There’s also a real risk that the anonymized data may be exposed and linked to your actual identity.
“It’s possible to de-anonymize these databases in a variety of ways,” explains Narayanan, “We’ve seen accidental leakages of personal information. What one needs to keep in mind, is that if you have this anonymized dossier, it only takes one rogue employee, one time, somewhere, to associate real identities with these databases for all of those putative benefits of privacy anonymity to be lost.“
Narayanan even objects to the word anonymous. Computer scientists use the term pseudonymous, which emphasizes that you’re not really anonymous, you’ve just been assigned a pseudonym.
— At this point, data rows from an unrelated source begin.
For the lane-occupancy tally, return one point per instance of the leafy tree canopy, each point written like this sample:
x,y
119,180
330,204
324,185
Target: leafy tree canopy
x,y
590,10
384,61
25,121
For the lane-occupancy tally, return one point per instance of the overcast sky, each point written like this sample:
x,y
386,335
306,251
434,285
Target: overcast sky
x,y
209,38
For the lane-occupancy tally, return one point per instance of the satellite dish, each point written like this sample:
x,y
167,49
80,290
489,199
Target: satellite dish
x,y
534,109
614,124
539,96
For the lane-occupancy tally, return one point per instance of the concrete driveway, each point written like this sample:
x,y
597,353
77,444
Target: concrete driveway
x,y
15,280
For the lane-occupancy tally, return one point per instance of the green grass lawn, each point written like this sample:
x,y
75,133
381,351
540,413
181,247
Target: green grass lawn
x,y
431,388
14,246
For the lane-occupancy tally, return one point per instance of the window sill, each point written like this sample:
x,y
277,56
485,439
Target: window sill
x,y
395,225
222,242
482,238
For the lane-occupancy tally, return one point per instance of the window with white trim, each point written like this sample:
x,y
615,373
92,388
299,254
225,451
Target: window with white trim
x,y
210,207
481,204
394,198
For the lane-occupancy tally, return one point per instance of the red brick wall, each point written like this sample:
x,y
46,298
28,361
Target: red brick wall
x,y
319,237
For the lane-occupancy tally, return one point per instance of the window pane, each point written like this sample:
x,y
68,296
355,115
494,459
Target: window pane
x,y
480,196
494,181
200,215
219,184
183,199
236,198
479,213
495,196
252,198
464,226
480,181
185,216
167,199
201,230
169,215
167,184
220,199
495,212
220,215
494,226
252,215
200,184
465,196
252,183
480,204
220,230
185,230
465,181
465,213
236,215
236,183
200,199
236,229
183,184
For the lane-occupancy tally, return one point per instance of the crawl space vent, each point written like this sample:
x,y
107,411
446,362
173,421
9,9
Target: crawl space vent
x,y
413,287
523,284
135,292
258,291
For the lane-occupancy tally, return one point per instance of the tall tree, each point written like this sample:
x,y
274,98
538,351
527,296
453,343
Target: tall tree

If your identity becomes known you’ve lost your imagined privacy, and there are many ways that could happen.
These third party services are making the NSA’s job easier.
“Many of these databases in which our information is collected started out with innocuous purposes, or purposes that consumers are comfortable with, but when you combine it with the complete lack or transparency, accountability, and regulation there’s an enormous opportunity for misuse,” explains Narayanan, “What happens when the company goes bankrupt, the database gets hacked, or there’s a rogue employee?”
There’s also evidence of a growing industry that’s aiming to tie together your online tracking with your offline purchasing habits. Onboarding companies, like LiveRamp, offer ways to link this data and give companies more insight. If a store asks you for your email address at the counter when you make a purchase, they may share it with a company like LiveRamp, which can identify when you use it to sign in to certain specific websites that they’re in business with and then link it to your device. Now companies can put a real name to the data.
How do we safeguard our privacy?
“There’s not one magic bullet solution,” says Narayanan, “If someone is selling you one solution or device that claims to take care of your privacy concerns, they’re almost certainly selling you snake oil. But if you’re willing to invest a little time, it’s possible to protect your privacy.”
There are lots of browser extensions, and end-to-end encryption tools out there. Narayanan suggests starting with Tor and Ghostery. He also recommends reading the Electronic Frontier Foundation and Electronic Privacy Information Center, if you want to learn more.
“Research technology a little bit, learn about the privacy implications of the products that you’re using, learn about the privacy tools that are out there, but also the right way to use them,” suggests Narayanan, “If you’re not fully aware, you’re not going to make a fully informed choice, but for each person it’s a trade-off on where they want to be on that spectrum of convenience and privacy.”